Watching the trailer or any TV spots for “Bubble Boy,” it’s easy to stare in mouth-agape disbelief. Now, making a comedy that involves a young man stricken with an immune deficiency is not unheard of; after all, one of the most memorable episodes of “Seinfeld” involved a “bubble boy.” The difference with this film, however, is its relentlessly mocking tone. The plot is obviously designed for the audience to sympathize with the innocent Jimmy (Jake Gyllenhaal), who ventures into the outside world for the first time to make a cross-country trek to stop the wedding of the nice girl (Marley Shelton) he loves. But the level of humor pitched by director Blair Hayes and writers Cinco Paul and Ken Daurio runs counter to any such aim; that viewers are supposed to laugh at the wide-eyed Jimmy every time he stumbles and/or bounces in his bubble suit–and that happens a lot–says it all.
Not content to leave worse enough alone, Hayes and the writers apparently decided to pack in as many unfunny and potentially offensive jokes in Jimmy’s journey as possible.
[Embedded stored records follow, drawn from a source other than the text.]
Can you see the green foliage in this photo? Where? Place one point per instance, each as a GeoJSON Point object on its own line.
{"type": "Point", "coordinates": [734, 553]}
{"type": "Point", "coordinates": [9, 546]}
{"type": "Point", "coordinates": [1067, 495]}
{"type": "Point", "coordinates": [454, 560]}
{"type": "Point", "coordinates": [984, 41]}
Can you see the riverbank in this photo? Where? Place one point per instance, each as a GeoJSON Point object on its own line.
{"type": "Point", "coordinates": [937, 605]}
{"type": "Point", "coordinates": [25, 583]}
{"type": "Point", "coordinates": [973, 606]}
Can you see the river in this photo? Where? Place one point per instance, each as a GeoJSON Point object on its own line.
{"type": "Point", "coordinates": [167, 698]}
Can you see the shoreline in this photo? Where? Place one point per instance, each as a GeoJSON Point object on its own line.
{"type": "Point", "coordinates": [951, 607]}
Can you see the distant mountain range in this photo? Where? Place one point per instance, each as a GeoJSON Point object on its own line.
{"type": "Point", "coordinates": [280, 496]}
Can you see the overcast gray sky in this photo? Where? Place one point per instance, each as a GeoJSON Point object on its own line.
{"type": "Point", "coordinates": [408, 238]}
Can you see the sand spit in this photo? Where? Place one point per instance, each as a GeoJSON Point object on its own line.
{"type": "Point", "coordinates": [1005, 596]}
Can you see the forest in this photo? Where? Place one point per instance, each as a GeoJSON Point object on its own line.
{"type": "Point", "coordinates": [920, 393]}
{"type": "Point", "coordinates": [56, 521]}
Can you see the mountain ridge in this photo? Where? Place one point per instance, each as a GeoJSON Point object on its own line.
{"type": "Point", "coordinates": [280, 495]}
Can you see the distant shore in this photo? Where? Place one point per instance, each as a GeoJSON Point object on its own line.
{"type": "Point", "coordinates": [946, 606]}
Jimmy’s ultra-conservative Christian mother (Swoosie Kurtz), who is singlehandedly responsible for Jimmy’s heretofore extremely sheltered existence, is but one of the insulting caricatures that appear in “Bubble Boy.” There’s also a Latino biker (Danny Trejo) who teaches Jimmy some Spanish terms that he can later butcher for “humorous” effect; a Hindu ice cream/curry salesman (Brian George) who gets all worked up when a cow becomes road kill; and a bar full of Chinese men whose “funny” accents are mocked. Are we laughing yet? If not, there are bits involving a little person (played by Mini Me himself, Verne Troyer) being treated like a baby because of his size. Ha ha ha.
To be fair, “Bubble Boy” does boast one laugh. Not so surprisingly, though, it has nothing to do with the writing, directing, or performances. In the midst of a really bizarre subplot (a welcome, if still unfunny, change of pace from the tastelessness evidenced in all the other plot threads) involving a sing-songy cult, there is a brief glimpse of the group’s leader, played by… everyone’s favorite “I Can’t Believe It’s Not Butter” pitchman, Fabio. Perhaps the casting director should take up screenwriting or directing, for that faint glimmer of inspiration is the sole one in the abysmal abomination known as “Bubble Boy.”